Ben Bernanke, le gouverneur de la Réserve fédérale américaine, a ouvert le bal. Sa contribution se proposait de repérer ce qu’il y a de commun et de différent dans la mondialisation contemporaine par rapport aux épisodes précédents de mondialisation [1]. Le ton a surpris dès le début, avec une phrase largement reprise et commentée dans la presse anglo-saxonne. Face aux partisans de la «mondialisation heureuse» et à ceux de «l’horreur économique», Bernanke commence par affirmer que si «le rythme des changements économiques mondiaux a été stupéfiant au cours des dernières décennies […], les implications totales de ces changements sur tous les aspects de notre vie ne seront pas connus avant de nombreuses années». En clair, nos élites politiques poussent depuis plus de vingt ans à la mise en œuvre d’un libéralisme économique auquel nous sommes sommés de nous adapter sous peine d’archaïsme mais dont personne ne peut mesurer les effets et que nous ne serons à même de connaître que dans longtemps…
Cela dit, il est un effet du libéralisme économique sur lequel Ben Bernanke a été très clair dans la suite de sa présentation : «une dislocation sociale, et la résistance sociale qui l’accompagne souvent, peut survenir lorsque les économies s’ouvrent». C’est d’ailleurs là l’un des points communs aux différents épisodes de mondialisation.
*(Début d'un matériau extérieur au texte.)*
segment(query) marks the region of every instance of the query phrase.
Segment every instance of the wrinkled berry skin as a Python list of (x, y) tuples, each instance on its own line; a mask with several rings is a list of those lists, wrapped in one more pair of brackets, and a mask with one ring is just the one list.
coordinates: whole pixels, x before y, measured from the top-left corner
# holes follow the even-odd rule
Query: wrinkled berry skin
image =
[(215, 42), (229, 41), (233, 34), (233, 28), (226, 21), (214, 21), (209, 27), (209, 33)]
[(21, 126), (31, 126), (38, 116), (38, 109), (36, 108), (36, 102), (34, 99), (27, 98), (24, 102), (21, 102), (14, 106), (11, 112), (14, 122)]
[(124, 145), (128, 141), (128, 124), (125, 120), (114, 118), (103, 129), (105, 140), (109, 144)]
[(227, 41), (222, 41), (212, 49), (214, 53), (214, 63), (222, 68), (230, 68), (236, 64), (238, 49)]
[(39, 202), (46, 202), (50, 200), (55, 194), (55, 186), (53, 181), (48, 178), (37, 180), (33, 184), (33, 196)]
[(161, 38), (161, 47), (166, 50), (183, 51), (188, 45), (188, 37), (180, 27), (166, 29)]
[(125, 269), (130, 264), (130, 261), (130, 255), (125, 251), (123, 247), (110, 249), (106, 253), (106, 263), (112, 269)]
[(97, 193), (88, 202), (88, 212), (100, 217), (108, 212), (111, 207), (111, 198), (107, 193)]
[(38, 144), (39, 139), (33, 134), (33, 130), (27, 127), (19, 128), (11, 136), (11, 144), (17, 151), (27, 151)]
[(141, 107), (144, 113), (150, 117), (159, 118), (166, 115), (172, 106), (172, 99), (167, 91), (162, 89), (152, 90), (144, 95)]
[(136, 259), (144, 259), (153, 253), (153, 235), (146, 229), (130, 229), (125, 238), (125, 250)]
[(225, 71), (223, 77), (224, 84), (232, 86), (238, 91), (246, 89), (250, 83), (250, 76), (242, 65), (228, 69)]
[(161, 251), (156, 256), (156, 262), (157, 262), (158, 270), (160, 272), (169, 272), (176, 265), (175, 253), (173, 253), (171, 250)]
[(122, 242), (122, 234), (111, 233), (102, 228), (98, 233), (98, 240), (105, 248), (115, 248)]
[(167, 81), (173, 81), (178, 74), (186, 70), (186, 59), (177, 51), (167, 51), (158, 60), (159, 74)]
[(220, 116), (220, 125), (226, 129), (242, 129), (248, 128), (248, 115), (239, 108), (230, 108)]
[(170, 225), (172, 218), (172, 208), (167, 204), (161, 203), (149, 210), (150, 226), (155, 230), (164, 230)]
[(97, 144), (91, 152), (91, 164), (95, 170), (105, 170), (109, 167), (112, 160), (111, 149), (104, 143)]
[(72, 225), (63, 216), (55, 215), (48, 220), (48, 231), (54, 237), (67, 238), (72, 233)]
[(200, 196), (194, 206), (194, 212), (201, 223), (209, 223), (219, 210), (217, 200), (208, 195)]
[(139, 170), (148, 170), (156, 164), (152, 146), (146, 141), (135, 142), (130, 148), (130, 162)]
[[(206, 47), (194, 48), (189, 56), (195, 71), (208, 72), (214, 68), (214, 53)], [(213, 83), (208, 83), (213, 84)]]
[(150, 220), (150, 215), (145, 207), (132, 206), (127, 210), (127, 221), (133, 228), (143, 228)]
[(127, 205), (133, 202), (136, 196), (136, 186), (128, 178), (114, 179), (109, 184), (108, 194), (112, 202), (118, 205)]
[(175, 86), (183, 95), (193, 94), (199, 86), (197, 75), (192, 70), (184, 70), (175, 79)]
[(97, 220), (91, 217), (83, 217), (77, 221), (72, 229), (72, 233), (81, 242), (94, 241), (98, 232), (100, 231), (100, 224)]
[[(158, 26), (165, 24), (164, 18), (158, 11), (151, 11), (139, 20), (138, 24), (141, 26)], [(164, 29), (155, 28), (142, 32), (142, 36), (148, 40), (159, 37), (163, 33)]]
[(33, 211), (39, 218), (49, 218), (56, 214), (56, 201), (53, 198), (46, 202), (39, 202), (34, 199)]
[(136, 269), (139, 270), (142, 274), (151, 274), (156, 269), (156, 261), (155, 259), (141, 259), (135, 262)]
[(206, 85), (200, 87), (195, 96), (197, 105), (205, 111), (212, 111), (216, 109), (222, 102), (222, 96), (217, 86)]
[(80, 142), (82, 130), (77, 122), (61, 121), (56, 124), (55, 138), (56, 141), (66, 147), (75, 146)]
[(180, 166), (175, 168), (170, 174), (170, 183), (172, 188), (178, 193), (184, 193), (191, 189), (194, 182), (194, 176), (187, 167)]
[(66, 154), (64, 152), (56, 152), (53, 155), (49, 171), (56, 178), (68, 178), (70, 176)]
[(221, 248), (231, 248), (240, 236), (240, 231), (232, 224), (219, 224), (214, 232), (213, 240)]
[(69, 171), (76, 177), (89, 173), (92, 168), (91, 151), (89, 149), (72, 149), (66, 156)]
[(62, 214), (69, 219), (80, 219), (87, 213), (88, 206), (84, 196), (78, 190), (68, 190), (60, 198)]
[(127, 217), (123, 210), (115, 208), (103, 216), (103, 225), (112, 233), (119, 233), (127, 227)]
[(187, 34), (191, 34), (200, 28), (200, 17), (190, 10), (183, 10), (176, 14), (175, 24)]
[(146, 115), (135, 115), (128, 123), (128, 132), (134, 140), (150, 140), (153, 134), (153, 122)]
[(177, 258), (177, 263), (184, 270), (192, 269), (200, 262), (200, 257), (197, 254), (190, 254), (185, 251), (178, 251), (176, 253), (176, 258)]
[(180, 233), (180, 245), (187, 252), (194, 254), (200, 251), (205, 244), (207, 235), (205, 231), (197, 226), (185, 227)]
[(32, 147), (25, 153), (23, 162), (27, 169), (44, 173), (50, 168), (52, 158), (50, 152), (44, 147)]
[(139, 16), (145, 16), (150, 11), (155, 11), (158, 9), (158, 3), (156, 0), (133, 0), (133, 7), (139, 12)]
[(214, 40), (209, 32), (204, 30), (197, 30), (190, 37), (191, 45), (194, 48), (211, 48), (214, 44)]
A la fin du XIXe siècle, rappelle le gouverneur, les propriétaires terriens anglais, français et allemands ont vu le rendement de leurs terres s’effondrer par le recours aux investissements dans les pays émergents de l’époque (Australie, Argentine…). Aujourd’hui, les effets redistributifs de l’ouverture internationale s’effectuent au détriment des travailleurs les moins qualifiés mais inquiètent aussi les cadres, confrontés aux ressources humaines des pays de l’Est ou d’Inde bien formées et moins chères. La mondialisation économique suscite également des inquiétudes quant à ses effets sur l’environnement et la capacité des pays les plus pauvres à pouvoir en profiter, souligne Bernanke.
A ce sujet, Raghuram Rajan, l’économiste en chef du Fonds monétaire international (FMI), a lui aussi tenu à lancer son pavé dans la mare [2]. Il y a trois ans, Kenneth Rogoff, prédécesseur de Rajan, avait déjà surpris le petit monde des économistes en publiant une étude démontrant que l’ouverture financière internationale n’avait pas d’effet positif sur la croissance des pays du Sud. Rajan récidive : «Les pays en développement qui ont relativement plus recours aux capitaux étrangers n’ont pas crû plus vite sur le long terme et ont même crû mois vite» ! Mieux : on pourrait s’attendre au moins à ce que les capitaux aillent en priorité vers les pays qui croissent le plus vite, ceux qui sont le plus susceptibles de fournir de meilleures opportunités d’investissement. Il n’en est rien : «Sur les trente dernières années, le montant net de capitaux étrangers se dirigeant vers les pays croissant relativement plus vite a été inférieur à ceux allant vers les pays à croissance moyenne ou faible». Avec, en point d’orgue de l’étude, la constatation qu’à l’inverse de toutes les prévisions de la théorie économique dominante, les pays du Sud exportent depuis plusieurs années plus de capitaux au Nord qu’ils n’en reçoivent de ce dernier.
Le moins que l’on puisse dire est que le ton de nos banquiers centraux n’est plus à l’euphorie en ce qui concerne les bienfaits innés de l’ouverture commerciale et financière. Dans ces conditions, conclut Bernanke, le défi des hommes politiques est d’arriver à lutter contre tous ces effets pervers pour obtenir un consensus politique en faveur de la mondialisation. Mais, comme il l’affirme en fin de discours, «construire un tel consensus sera loin d’être facile, tant aux niveaux nationaux qu’au niveau mondial». C’est dit : le libéralisme économique ne fait plus consensus.
Christian Chavagneux pour Alternatives Economiques
[1] «Global economic integration : what’s new and what’s not ?», par Ben S. Bernanke.
[2] «Patterns of international capital flows and their implications for economic development», par Eswar Prasad, Raghuram Rajan et Arvind Subramanian.